La FIA riconosce nel suo comunicato che i parametri di gestione energetica sono ancora in fase di ottimizzazione, e che il confronto con team, produttori di power unit, piloti e FOM è stato continuo fin dall’introduzione del nuovo quadro normativo. Tuttavia, la Federazione sottolinea anche che eventuali modifiche non possono essere adottate frettolosamente: ogni intervento richiede simulazioni approfondite e analisi dettagliate per evitare effetti indesiderati sul funzionamento complessivo del sistema. Gli incontri previsti ad aprile saranno quindi determinanti per capire se e come intervenire prima che il Mondiale si sposti verso i circuiti americani.

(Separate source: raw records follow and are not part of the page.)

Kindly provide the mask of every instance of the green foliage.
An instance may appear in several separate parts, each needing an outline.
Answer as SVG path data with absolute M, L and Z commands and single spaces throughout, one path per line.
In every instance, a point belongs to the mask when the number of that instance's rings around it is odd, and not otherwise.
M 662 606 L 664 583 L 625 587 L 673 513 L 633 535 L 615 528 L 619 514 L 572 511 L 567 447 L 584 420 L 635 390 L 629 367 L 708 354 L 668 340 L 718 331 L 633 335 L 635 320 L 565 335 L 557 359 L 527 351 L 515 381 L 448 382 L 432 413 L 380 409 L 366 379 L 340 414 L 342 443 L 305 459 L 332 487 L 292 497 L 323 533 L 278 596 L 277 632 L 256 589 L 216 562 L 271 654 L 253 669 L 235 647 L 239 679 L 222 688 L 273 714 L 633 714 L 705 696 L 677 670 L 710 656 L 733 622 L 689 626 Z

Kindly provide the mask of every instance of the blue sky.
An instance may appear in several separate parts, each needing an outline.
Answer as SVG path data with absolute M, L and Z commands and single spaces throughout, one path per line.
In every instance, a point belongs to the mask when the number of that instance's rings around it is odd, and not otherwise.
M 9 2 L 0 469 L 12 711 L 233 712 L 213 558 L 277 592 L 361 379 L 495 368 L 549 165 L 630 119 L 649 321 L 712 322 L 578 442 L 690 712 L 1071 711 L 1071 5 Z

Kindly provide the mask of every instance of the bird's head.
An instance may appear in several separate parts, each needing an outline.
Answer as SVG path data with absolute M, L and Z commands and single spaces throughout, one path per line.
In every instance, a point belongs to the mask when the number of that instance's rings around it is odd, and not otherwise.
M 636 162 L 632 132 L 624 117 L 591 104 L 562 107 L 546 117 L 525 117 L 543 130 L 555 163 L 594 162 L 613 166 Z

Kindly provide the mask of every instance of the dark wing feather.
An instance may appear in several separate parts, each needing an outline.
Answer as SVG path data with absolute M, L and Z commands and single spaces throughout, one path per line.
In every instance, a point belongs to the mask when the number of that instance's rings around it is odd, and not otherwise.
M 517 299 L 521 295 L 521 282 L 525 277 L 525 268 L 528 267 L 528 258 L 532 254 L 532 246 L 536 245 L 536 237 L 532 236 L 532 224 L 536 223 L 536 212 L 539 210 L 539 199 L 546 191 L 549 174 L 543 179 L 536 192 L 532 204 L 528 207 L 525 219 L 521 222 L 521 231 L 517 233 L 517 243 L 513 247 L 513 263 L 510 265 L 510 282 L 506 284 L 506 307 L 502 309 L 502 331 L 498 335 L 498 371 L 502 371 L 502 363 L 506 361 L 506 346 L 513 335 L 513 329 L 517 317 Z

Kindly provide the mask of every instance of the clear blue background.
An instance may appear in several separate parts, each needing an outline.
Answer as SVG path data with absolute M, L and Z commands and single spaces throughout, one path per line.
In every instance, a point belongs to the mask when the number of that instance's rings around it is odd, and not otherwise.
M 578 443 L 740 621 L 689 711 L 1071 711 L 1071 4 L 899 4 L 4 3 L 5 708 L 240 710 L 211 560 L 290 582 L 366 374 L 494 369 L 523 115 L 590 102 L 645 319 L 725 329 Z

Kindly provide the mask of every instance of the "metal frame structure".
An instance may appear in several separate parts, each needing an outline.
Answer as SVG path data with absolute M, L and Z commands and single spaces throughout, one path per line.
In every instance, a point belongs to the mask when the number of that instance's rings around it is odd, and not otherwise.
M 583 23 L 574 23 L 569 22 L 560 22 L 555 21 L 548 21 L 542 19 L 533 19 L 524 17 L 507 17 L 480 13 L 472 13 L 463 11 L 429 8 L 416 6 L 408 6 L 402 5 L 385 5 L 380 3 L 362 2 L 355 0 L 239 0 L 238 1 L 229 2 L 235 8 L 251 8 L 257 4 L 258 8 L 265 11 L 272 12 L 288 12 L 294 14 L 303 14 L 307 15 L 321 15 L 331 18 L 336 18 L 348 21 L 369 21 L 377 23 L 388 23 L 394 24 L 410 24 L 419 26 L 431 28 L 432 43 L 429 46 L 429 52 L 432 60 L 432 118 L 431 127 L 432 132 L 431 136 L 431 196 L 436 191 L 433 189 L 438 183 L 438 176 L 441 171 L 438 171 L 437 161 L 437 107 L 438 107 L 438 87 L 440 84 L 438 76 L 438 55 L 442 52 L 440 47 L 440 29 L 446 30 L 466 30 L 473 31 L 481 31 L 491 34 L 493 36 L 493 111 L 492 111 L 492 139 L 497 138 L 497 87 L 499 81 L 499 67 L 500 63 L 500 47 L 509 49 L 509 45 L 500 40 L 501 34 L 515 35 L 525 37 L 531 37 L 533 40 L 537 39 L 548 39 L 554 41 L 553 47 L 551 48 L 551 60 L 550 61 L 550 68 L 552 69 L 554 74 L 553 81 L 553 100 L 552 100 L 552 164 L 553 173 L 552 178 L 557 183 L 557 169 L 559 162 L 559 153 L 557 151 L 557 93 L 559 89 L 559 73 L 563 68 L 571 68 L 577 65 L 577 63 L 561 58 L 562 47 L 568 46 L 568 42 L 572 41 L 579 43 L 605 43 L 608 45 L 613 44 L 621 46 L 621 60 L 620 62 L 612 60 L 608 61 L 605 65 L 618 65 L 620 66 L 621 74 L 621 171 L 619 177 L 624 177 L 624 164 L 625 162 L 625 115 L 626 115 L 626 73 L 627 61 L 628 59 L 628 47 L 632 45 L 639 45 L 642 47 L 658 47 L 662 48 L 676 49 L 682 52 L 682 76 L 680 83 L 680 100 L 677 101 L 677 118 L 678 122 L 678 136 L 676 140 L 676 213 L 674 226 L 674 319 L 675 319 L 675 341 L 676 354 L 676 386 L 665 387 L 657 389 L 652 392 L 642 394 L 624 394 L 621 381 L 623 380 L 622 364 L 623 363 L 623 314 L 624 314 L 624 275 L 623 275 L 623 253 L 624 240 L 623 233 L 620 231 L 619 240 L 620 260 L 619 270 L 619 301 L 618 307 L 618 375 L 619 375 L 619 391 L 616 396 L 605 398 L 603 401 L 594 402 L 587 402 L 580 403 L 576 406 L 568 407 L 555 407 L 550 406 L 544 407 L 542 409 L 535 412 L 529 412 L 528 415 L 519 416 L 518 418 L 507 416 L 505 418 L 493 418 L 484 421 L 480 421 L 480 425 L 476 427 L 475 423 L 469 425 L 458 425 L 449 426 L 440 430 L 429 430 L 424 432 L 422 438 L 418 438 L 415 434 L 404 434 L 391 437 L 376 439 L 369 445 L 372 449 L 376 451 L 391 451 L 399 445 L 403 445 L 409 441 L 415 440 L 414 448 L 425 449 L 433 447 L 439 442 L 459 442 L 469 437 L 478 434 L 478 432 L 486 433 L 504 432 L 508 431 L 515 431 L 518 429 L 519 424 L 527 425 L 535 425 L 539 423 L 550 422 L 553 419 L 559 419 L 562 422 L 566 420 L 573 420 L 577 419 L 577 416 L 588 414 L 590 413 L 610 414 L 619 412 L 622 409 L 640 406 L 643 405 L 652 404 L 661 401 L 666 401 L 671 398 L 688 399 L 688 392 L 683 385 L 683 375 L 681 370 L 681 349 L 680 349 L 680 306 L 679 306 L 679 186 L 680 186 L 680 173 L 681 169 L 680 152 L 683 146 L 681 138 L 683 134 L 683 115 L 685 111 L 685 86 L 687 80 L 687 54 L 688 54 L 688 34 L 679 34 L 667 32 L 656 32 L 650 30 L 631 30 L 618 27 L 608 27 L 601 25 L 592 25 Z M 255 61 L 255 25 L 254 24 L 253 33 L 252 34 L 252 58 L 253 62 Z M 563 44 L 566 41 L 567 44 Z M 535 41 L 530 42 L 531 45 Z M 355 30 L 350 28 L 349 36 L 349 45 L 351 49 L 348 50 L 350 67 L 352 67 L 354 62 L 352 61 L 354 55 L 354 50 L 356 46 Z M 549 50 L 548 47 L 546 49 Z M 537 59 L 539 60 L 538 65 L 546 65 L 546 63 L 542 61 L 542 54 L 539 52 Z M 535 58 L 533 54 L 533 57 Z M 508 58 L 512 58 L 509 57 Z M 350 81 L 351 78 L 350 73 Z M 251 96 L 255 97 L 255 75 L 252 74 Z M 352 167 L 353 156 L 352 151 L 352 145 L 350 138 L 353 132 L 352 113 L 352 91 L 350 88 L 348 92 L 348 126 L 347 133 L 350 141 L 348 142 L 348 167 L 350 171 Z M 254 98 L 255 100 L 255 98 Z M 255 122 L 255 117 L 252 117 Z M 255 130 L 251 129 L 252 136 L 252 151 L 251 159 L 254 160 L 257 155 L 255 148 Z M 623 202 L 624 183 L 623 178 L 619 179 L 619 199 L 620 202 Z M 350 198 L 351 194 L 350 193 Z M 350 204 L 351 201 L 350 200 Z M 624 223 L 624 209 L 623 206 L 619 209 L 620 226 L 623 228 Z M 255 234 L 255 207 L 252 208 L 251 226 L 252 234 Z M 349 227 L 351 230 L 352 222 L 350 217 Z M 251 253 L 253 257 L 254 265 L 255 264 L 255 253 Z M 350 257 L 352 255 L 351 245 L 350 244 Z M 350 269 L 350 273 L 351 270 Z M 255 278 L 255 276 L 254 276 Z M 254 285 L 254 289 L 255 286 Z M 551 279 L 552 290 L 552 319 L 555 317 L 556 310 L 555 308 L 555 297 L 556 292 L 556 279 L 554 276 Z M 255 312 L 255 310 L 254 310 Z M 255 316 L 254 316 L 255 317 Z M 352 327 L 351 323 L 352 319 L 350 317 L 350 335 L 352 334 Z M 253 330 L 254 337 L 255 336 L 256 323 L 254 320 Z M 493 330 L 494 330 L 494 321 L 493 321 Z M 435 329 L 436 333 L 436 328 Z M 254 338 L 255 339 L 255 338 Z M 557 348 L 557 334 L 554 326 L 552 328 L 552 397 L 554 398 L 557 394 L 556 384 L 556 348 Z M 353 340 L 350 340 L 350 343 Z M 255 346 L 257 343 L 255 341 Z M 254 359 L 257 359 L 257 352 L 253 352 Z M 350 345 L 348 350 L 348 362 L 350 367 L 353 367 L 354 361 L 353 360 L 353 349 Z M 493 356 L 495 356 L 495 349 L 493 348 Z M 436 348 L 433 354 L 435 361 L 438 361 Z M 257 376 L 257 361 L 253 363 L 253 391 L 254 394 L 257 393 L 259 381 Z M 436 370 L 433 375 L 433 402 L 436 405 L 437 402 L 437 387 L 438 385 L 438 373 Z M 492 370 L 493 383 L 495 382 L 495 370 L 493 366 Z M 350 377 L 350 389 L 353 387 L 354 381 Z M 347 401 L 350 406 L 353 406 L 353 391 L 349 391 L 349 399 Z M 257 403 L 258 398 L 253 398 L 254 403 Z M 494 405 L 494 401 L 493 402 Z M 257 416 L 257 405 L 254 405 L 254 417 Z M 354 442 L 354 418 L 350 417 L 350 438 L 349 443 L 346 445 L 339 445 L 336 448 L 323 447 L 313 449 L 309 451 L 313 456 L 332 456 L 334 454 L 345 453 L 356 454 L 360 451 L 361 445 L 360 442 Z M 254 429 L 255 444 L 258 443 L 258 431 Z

La questione è ora sul tavolo in modo formale e non più rimandabile. I prossimi appuntamenti istituzionali di aprile rappresenteranno il banco di prova per capire se la Formula 1 saprà reagire con la rapidità e la concretezza che un tema come la sicurezza impone. Come ha ribadito Sainz, il tempo stringe: il Gran Premio di Miami si avvicina, e i piloti — insieme alla Federazione — vogliono arrivare a quella gara con certezze maggiori rispetto a quelle che il circuito di Suzuka ha purtroppo messo in discussione.